I would suggest checking what programs you have running - likely some things are sitting right in your system tray on the right side of your task bar - you could try investigating those. It very well could be some kind of anti-virus that's purposefully preventing PixelCNC from interacting with the disk drive because it's currently an unsigned executable - which is to say that it has no identifying information proving where or who it originated from. This is because many viruses are also unsigned - authors must use government issued identifying documents to prove their identity to a central authority that distributes certificates to publishers and developers and someone writing malware does not want to jump through those hoops only to tie their real identity to their malware. I simply have not jumped through the necessary hoops yet to sign PixelCNC but will do so once it reaches beta in just a few more months. This may be causing overzealous anti-virus to completely block it entirely. Ironically, malware authors have since begun stealing code-signing certificates to sneak their malware right under the nose of anti-virus, so it's become somewhat futile - but I suppose it does prevent low-effort malware from wreaking havoc on a system.

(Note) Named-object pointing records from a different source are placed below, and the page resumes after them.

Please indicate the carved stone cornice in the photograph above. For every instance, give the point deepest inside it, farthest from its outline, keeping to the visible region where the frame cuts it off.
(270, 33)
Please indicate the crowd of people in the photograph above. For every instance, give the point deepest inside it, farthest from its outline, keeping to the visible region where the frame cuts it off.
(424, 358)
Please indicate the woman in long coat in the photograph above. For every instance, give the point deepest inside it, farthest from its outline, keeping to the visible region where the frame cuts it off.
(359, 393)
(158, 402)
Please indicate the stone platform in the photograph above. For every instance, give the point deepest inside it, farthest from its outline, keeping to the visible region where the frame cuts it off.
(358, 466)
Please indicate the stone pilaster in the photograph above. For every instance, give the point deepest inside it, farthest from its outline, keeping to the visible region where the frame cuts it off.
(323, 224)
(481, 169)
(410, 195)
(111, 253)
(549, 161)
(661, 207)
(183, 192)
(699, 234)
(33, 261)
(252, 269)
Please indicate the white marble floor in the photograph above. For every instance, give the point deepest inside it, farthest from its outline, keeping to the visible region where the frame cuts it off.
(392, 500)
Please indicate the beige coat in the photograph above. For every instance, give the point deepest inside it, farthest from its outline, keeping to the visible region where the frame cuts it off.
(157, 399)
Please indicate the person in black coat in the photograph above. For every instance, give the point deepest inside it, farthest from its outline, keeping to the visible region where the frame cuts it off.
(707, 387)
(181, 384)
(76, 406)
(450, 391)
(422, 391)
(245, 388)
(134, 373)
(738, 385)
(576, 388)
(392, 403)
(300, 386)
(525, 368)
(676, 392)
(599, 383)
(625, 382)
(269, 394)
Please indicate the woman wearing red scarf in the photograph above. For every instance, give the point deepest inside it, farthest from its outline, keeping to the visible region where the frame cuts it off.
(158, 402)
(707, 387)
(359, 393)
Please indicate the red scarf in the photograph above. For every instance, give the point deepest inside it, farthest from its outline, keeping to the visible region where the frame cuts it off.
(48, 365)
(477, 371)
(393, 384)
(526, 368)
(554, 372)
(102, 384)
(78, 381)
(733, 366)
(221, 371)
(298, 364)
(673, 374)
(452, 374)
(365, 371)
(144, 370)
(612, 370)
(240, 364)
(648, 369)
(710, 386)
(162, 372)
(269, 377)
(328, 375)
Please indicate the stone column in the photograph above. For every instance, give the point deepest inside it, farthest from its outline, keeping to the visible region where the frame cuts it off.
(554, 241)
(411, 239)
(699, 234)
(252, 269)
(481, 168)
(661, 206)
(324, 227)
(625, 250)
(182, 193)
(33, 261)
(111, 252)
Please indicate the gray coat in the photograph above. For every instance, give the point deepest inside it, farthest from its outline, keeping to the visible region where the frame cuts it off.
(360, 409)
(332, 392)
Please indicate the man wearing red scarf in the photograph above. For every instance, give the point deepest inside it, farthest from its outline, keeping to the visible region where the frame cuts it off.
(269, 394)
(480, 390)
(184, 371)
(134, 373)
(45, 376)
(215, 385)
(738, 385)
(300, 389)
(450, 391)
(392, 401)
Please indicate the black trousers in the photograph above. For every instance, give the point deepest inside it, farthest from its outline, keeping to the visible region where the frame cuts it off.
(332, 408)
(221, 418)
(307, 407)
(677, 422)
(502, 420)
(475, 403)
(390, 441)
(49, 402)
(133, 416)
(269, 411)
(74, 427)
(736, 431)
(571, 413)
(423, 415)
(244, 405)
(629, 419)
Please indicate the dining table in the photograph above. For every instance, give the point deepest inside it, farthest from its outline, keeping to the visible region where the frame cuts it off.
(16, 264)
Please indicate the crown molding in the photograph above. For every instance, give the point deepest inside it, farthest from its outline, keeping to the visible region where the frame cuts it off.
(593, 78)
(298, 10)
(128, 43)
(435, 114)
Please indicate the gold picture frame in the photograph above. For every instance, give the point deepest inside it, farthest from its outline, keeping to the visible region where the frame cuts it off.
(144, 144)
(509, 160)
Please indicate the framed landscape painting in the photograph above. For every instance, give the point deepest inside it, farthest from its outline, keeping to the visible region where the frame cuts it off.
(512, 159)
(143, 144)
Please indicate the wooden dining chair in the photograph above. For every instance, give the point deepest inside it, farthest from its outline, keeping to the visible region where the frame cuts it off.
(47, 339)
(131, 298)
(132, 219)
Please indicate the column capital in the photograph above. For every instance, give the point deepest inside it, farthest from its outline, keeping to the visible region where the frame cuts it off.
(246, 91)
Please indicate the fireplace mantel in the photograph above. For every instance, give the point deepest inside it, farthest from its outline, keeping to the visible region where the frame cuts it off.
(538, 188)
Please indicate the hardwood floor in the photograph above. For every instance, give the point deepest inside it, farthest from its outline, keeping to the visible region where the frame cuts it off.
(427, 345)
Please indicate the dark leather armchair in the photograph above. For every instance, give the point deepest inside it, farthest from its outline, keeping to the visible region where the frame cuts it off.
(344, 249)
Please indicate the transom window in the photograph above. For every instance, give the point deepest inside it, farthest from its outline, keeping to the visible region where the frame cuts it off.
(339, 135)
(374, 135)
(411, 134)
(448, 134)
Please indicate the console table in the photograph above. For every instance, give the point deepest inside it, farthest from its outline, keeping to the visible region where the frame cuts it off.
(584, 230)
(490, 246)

Try temporarily disabling any AV you have running - or going into its settings and seeing if you can manually add PixelCNC to some kind of exclusion white list. I would think there is something running on there that isn't running on your other two systems, and maybe that would be a good clue as to where to start looking.

Let me know if you make any headway or find any clues. I'll check in with some of my software development circles and see what I can find out.